I had a conversation recently with someone that made me wonder if there is a lot of confusion about the relation between public keys and Bitcoin addresses, so I thought I'd make a brief post explaining for interested parties this difference.
As most people know public key cryptography, particularly the Elliptic Curve Digital Signature Algorithm (ECDSA), is important to Bitcoin. In this cryptographic scheme an asymmetric key-pair is generated, a public key, which can be shared with anyone, and a private key which should be known by only you. In Bitcoin, with ECDSA, your private key is used to sign a transaction, confirming that it was in fact you, the rightful owner of a given UTXO or some set of UTXOs who is sending them off to some other address. Any arbitrary person (miners, people running validation nodes or SPV wallets) can confirm that it was you who sent the transaction because included in the transaction is your public key. Your public key will revert the cryptographic transformation done by your private key, thus allowing people to verify that the transaction being signed is in fact the one under consideration, and that it originates from the holder of the private key corresponding to this public key.
Missing from my explanation above is how transaction validators know the public key for a given Bitcoin address. A natural assumption might be that Bitcoin addresses are ECDSA public keys. This assumption is natural, but incorrect. Bitcoin Address are hashes of public keys (pubkey hashes). With this scheme, your public key is only ever exposed when you transact with Bitcoin. Validators verify that a public key you provide for a transaction is correct for your Bitcoin address by hashing that public key and making sure that the hash of the public key is equivalent with the pubkey hash.

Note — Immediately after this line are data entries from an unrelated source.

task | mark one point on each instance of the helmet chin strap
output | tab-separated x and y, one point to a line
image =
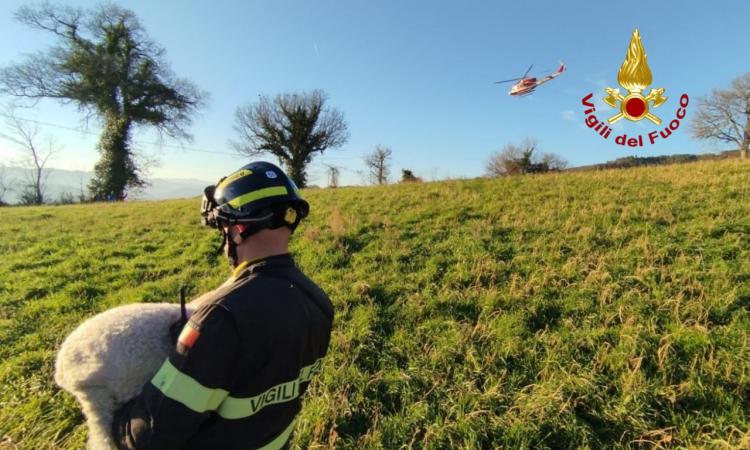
272	220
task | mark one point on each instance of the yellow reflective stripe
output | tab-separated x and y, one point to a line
238	408
244	199
239	174
186	390
280	440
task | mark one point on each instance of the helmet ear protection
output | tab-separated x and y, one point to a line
208	207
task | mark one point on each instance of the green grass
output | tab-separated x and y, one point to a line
581	310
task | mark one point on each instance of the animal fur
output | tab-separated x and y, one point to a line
108	359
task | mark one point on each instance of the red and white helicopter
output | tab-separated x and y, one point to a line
526	85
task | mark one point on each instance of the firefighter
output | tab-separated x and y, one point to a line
246	356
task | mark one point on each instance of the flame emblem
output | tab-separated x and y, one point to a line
635	76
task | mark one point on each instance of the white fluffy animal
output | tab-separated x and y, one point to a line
108	359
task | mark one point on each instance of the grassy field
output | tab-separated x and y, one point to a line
580	310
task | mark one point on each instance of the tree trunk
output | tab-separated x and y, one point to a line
745	139
296	171
115	171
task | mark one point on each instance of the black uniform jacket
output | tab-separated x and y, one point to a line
240	366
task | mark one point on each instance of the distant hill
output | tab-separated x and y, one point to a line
635	161
579	310
74	182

Some corollaries of using the pubkey hash instead of the public key for Bitcoin Addresses are:
- Compression. Bitcoin Public Keys are 256 bits and pubkey hashes are 160 bits (128 bits for the hash of the public key and 32 bits for the checksum)
- Quantum resistance
Expanding on the second point, suppose tomorrow a Quantum Computer came out with enough qubits to solve the currently intractable discrete logarithm problem of determining an ECDSA private key from a public key. If you had been following the Bitcoin best practice of not re-using addresses when you transact your Bitcoin, then the only window of opportunity for a thief would be the time before your Bitcoin gets added to a block when you were transacting with it.
Unlike public key cryptography, cryptographic hashes themselves are not particularly vulnerable to the advent of quantum computing.